Quiot retreats before Vivian, Kellermann before Vandeleur,
Lobau before Bulow, Morand before Pirch, Domon and Subervic before
Prince William of Prussia; Guyot, who led the Emperor's squadrons
to the charge, falls beneath the feet of the English dragoons.
Napoleon gallops past the line of fugitives, harangues, urges, threatens,
entreats them. All the mouths which in the morning had shouted,
"Long live the Emperor!" remain gaping; they hardly recognize him.
The Prussian cavalry, newly arrived, dashes forwards, flies, hews,
slashes, kills, exterminates. Horses lash out, the cannons flee;
the soldiers of the artillery-train unharness the caissons and use
the horses to make their escape; transports overturned, with all
four wheels in the air, clog the road and occasion massacres.
Men are crushed, trampled down, others walk over the dead and
the living. Arms are lost. A dizzy multitude fills the roads,
the paths, the bridges, the plains, the hills, the valleys,
the woods, encumbered by this invasion of forty thousand men.
Shouts despair, knapsacks and guns flung among the rye, passages forced
at the point of the sword, no more comrades, no more officers,
no more generals, an inexpressible terror. Zieten putting France to the
sword at its leisure. Lions converted into goats. Such was the flight.

At Genappe, an effort was made to wheel about, to present a
battle front, to draw up in line.
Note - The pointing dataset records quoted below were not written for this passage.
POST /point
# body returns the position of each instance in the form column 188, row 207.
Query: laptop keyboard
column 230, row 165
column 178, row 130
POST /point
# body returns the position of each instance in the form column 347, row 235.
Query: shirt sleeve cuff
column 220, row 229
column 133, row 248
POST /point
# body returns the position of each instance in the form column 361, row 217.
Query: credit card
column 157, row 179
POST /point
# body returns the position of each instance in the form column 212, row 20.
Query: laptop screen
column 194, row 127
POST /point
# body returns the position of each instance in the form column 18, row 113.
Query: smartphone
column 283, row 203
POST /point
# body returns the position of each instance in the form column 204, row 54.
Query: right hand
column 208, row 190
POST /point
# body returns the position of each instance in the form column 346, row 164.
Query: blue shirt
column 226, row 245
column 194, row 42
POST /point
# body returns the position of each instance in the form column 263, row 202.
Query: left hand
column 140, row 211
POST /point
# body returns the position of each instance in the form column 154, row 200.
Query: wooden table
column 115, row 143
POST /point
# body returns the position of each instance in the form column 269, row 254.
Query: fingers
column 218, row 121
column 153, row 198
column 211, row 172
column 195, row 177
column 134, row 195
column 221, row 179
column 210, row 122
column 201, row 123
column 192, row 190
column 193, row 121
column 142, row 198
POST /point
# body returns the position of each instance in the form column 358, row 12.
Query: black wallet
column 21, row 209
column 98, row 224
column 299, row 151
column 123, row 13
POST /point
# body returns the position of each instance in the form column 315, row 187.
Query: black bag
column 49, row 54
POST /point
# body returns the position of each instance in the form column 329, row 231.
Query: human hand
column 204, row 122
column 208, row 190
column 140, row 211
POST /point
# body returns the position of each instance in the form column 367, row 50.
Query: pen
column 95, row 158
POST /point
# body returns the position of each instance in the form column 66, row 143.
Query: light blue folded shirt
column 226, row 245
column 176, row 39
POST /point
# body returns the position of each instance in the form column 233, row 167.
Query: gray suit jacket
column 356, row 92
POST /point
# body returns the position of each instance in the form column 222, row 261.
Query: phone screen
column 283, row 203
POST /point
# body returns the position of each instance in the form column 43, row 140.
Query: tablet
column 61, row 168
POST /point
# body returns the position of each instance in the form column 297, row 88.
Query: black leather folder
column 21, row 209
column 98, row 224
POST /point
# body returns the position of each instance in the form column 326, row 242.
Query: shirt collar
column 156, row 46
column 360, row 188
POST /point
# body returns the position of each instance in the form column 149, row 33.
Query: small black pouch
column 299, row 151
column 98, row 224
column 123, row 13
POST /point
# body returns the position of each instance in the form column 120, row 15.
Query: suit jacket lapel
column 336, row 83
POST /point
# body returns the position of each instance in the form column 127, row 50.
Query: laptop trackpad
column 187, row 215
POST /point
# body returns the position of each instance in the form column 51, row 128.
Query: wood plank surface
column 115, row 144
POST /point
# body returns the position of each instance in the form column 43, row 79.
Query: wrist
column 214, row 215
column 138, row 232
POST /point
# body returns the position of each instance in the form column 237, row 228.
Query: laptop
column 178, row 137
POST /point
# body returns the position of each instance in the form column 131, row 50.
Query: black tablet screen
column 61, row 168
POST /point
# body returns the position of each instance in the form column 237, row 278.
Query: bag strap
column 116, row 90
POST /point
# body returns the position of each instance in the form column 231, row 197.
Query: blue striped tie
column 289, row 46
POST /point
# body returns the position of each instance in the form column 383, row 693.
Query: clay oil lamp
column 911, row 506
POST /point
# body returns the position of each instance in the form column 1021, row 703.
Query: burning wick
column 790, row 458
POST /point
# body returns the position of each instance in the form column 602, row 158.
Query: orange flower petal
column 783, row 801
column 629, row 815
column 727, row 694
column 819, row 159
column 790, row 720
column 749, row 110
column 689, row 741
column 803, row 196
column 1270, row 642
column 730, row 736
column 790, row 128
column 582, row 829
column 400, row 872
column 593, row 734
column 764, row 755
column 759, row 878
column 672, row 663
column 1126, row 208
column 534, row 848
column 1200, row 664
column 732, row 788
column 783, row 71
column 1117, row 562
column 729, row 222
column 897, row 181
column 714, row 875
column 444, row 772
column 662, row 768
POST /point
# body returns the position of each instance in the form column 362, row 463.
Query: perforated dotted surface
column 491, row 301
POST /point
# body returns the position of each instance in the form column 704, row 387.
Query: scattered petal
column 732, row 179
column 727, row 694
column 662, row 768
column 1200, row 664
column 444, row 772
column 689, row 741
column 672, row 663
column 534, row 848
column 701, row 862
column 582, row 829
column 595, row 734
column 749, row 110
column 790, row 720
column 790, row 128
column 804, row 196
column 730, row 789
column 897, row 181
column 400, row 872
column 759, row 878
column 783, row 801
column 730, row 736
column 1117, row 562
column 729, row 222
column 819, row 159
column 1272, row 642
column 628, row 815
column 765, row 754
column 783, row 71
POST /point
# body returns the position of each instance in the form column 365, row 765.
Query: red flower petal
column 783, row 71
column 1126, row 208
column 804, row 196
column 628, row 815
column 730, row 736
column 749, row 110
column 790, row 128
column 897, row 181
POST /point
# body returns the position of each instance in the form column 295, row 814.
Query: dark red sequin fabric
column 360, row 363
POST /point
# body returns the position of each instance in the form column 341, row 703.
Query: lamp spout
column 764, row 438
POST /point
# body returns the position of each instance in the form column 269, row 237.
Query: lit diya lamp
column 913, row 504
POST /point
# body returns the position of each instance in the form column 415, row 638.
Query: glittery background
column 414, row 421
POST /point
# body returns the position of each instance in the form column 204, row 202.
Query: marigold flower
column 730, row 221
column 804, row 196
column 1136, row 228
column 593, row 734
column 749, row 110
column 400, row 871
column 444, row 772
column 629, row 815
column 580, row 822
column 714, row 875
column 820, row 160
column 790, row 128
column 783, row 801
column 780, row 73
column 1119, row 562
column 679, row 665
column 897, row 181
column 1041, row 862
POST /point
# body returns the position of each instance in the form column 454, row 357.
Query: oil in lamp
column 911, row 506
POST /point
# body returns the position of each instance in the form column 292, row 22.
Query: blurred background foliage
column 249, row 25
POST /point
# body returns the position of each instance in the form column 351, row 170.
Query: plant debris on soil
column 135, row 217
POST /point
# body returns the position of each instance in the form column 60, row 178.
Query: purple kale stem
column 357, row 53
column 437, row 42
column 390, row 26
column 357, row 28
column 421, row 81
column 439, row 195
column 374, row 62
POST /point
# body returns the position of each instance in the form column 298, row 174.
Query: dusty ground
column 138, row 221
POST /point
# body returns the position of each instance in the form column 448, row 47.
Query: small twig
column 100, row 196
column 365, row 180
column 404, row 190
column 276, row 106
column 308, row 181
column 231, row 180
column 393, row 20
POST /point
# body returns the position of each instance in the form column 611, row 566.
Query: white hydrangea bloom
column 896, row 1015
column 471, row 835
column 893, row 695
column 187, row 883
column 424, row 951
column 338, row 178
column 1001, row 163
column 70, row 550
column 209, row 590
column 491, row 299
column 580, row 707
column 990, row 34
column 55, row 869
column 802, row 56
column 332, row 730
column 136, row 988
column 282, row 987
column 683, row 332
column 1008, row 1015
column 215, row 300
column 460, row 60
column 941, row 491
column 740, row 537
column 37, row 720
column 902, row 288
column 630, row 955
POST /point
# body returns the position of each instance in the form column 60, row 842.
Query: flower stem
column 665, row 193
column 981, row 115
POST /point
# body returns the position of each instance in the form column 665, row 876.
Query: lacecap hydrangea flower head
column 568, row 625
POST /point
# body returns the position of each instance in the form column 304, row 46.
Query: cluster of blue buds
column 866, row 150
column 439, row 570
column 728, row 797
Lobau rallied three hundred men.
The entrance to the village was barricaded, but at the first volley
of Prussian canister, all took to flight again, and Lobau was taken.
That volley of grape-shot can be seen to-day imprinted on the
ancient gable of a brick building on the right of the road at
a few minutes' distance before you enter Genappe. The Prussians
threw themselves into Genappe, furious, no doubt, that they were
not more entirely the conquerors. The pursuit was stupendous.
Blucher ordered extermination. Roguet had set the lugubrious example
of threatening with death any French grenadier who should bring him
a Prussian prisoner. Blucher outdid Roguet. Duhesme, the general
of the Young Guard, hemmed in at the doorway of an inn at Genappe,
surrendered his sword to a huzzar of death, who took the sword and
slew the prisoner. The victory was completed by the assassination
of the vanquished. Let us inflict punishment, since we are history:
old Blucher disgraced himself. This ferocity put the finishing
touch to the disaster. The desperate route traversed Genappe,
traversed Quatre-Bras, traversed Gosselies, traversed Frasnes,
traversed Charleroi, traversed Thuin, and only halted at the frontier.
Alas! and who, then, was fleeing in that manner? The Grand Army.

This vertigo, this terror, this downfall into ruin of the loftiest
bravery which ever astounded history,--is that causeless?
No. The shadow of an enormous right is projected athwart Waterloo.
It is the day of destiny. The force which is mightier than man
produced that day. Hence the terrified wrinkle of those brows;
hence all those great souls surrendering their swords. Those who had
conquered Europe have fallen prone on the earth, with nothing left
to say nor to do, feeling the present shadow of a terrible presence.
Hoc erat in fatis. That day the perspective of the human race
underwent a change. Waterloo is the hinge of the nineteenth century.
The disappearance of the great man was necessary to the advent of the
great century. Some one, a person to whom one replies not, took the
responsibility on himself. The panic of heroes can be explained.
In the battle of Waterloo there is something more than a cloud,
there is something of the meteor. God has passed by.

At nightfall, in a meadow near Genappe, Bernard and Bertrand
seized by the skirt of his coat and detained a man, haggard,
pensive, sinister, gloomy, who, dragged to that point by the
current of the rout, had just dismounted, had passed the bridle
of his horse over his arm, and with wild eye was returning
alone to Waterloo. It was Napoleon, the immense somnambulist
of this dream which had crumbled, essaying once more to advance.